Owing to the large amount of information that computers can process, they are playing an increasingly larger role in medicine. They are used to analyze data and to keep track of and communicate diagnostic information about individuals and statistical information on the distribution and spread of various maladies in populations.
Learning Goal 2
Almost all body substances and functions have daily or longer cycles. These cycles often need to be taken into account in interpreting normal ranges for body measurements, detecting disease, and planning treatment of illness. Computers aid in detecting, analyzing, and monitoring these cycles.
Learning Goal 3
Knowledge of genetics is opening whole new fields of health care.
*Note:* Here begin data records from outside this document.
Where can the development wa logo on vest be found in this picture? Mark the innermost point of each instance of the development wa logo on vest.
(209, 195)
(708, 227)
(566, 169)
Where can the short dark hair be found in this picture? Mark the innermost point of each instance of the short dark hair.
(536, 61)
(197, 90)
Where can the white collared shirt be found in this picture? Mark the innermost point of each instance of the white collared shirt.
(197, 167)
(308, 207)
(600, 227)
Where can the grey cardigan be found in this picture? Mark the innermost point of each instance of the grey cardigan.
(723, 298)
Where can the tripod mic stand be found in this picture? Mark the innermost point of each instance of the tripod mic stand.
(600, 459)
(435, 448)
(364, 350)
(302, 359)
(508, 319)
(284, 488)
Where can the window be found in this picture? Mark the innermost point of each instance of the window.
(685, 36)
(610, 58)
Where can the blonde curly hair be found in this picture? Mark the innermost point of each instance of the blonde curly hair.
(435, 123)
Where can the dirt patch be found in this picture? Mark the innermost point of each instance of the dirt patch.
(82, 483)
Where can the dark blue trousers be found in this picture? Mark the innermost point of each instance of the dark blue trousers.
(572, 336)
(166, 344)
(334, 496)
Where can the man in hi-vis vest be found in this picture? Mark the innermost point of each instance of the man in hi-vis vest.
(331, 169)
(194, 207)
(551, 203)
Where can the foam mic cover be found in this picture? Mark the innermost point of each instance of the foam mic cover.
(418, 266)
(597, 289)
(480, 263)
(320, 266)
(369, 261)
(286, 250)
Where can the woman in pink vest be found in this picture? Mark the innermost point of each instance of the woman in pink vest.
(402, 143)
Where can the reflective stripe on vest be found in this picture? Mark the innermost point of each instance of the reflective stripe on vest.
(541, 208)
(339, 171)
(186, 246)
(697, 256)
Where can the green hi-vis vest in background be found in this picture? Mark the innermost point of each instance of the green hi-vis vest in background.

In diagnosis, mapping of genetic instructions in cells makes it possible to detect defective genes that may lead to poor health. In treatment, substances from genetically engineered organisms may reduce the cost and side effects of replacing missing body chemicals.
Learning Goal 4
Inoculations use weakened germs (or parts of them) to stimulate the body's immune system to react. This reaction prepares the body to fight subsequent invasions by actual germs of that type. Some inoculations last for life.
Learning Goal 5
Knowledge of molecular structure and interactions aids in synthesizing new drugs and predicting their effects.
Learning Goal 6
Techniques for detecting and diagnosing mental disorders include observation of behavior, in-depth interviews, and measurements of brain activity. Treatments for mental disorders range from conversation with the patient to treating the brain with chemicals, electric shock, or surgery.
Learning Goal 7
Biotechnology has contributed to health improvement in many ways, but its cost and application have led to a variety of controversial social and ethical issues.
Learning Goal 8
The incorrect use of any given antibacterial drug can lead, by means of natural selection, to the spread of bacteria that are not affected by it.
Learning Goal 9
Computer controlled devices that emit and detect sound waves, magnetic fields, electromagnetic waves, or nuclear radiation are used to produce still or moving images of the body in two or three dimensions. Devices that involve the same basic technologies as advanced detection equipment, but using higher intensities, provide alternatives to surgery.